Will Russell     V00788739
- Implemented the ideas discussed in jupyter notebook/pdf and python code

Taylor Nelson
- Assisted in method design

Ayush Rohatgi
- Provided ideas for writeup

#### Notes on Running the Notebook

Here we have strived to make the application as interactive as possible without overloading the reader with code. Jupyter Notebook seemed to be perfect for this, although using it does come with some caveats that should be known to the reader.

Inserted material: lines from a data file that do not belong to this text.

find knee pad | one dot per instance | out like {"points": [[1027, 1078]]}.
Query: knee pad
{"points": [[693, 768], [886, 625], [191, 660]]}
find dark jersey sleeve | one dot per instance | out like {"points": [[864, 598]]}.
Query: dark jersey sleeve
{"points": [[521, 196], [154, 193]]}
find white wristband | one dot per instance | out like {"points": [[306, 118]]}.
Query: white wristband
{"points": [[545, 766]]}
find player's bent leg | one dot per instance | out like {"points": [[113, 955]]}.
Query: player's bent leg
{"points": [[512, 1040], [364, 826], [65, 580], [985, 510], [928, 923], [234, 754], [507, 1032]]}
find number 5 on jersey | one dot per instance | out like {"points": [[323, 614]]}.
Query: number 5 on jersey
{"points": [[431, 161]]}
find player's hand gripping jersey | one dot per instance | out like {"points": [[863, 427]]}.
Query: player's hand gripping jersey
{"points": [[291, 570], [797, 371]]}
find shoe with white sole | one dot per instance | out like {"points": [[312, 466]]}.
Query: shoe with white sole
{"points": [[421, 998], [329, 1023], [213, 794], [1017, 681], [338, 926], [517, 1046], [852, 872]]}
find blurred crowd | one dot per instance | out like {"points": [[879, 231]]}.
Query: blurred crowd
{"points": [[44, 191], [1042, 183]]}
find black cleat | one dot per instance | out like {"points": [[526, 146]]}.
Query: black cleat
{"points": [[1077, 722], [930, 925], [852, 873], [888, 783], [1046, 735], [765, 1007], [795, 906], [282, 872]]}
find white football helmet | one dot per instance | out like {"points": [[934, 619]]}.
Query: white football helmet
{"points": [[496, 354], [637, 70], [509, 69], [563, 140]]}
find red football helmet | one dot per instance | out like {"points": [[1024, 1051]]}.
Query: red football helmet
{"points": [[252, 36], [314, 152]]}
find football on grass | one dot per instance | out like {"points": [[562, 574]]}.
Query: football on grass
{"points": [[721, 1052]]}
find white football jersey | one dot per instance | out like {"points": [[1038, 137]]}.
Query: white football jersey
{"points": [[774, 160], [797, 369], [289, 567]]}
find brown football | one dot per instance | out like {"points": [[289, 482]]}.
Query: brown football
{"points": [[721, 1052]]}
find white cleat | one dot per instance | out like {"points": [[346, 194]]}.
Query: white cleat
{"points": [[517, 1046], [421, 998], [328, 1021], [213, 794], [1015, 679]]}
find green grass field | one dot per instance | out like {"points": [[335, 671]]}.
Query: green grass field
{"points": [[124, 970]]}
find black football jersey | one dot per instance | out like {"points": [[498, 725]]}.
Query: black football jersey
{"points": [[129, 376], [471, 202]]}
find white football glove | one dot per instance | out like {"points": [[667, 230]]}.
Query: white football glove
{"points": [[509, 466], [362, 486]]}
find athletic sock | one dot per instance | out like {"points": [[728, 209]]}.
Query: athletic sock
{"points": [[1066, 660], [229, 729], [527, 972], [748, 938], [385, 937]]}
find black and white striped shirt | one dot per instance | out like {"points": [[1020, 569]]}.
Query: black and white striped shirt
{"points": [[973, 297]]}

- This application was written using python 3.4, it may not work with older versions of python
- It assumes that the appropriate modules have been installed either using the accompanying anaconda environment file(cmsc409_p1_env.yaml) or independently. To create an anaconda environment, check out the accompanying <a href="readme.md">readme file</a>. 
- The data in data.txt and that used for the code will be randomly generated each time, including the associated data file, with the number of values generated tied to the sample_size put in below.
- The code used for plotting the lines and establishing the coefficients is hardcoded can be found at the head of the project_code/data.py file
- The majority of the code for the application resides in the project_code module/directory.
    

In [6]:
# Here you can modify the sample_size used to generate the
# students and the attached plots
sample_size = 2000

### Randomly generate the data based around a standard deviation and mean

In [7]:
from project_code.data import *
from project_code.graphlib import *
from project_code.fileWorker import *
from IPython.display import Latex
%matplotlib notebook
from IPython.display import set_matplotlib_formats
set_matplotlib_formats('png', 'pdf')

# Randomly generates the data
male_students, female_students = generate_random_student_data(sample_size)
# Writes the data to a file, data.txt
write_data_to_file(male_students, female_students, "./data.txt")
x1,x2 = 210,100
y1,y2,y3 = 4.8,6.2,5.55
write_coefficients_to_file(x1,x2,y3,y3,"sep_line_a.txt")
write_coefficients_to_file(x1,x2,y1,y2,"sep_line_b.txt")
# Plots the data using Matplotlib below
plot_overall_data(male_students, female_students)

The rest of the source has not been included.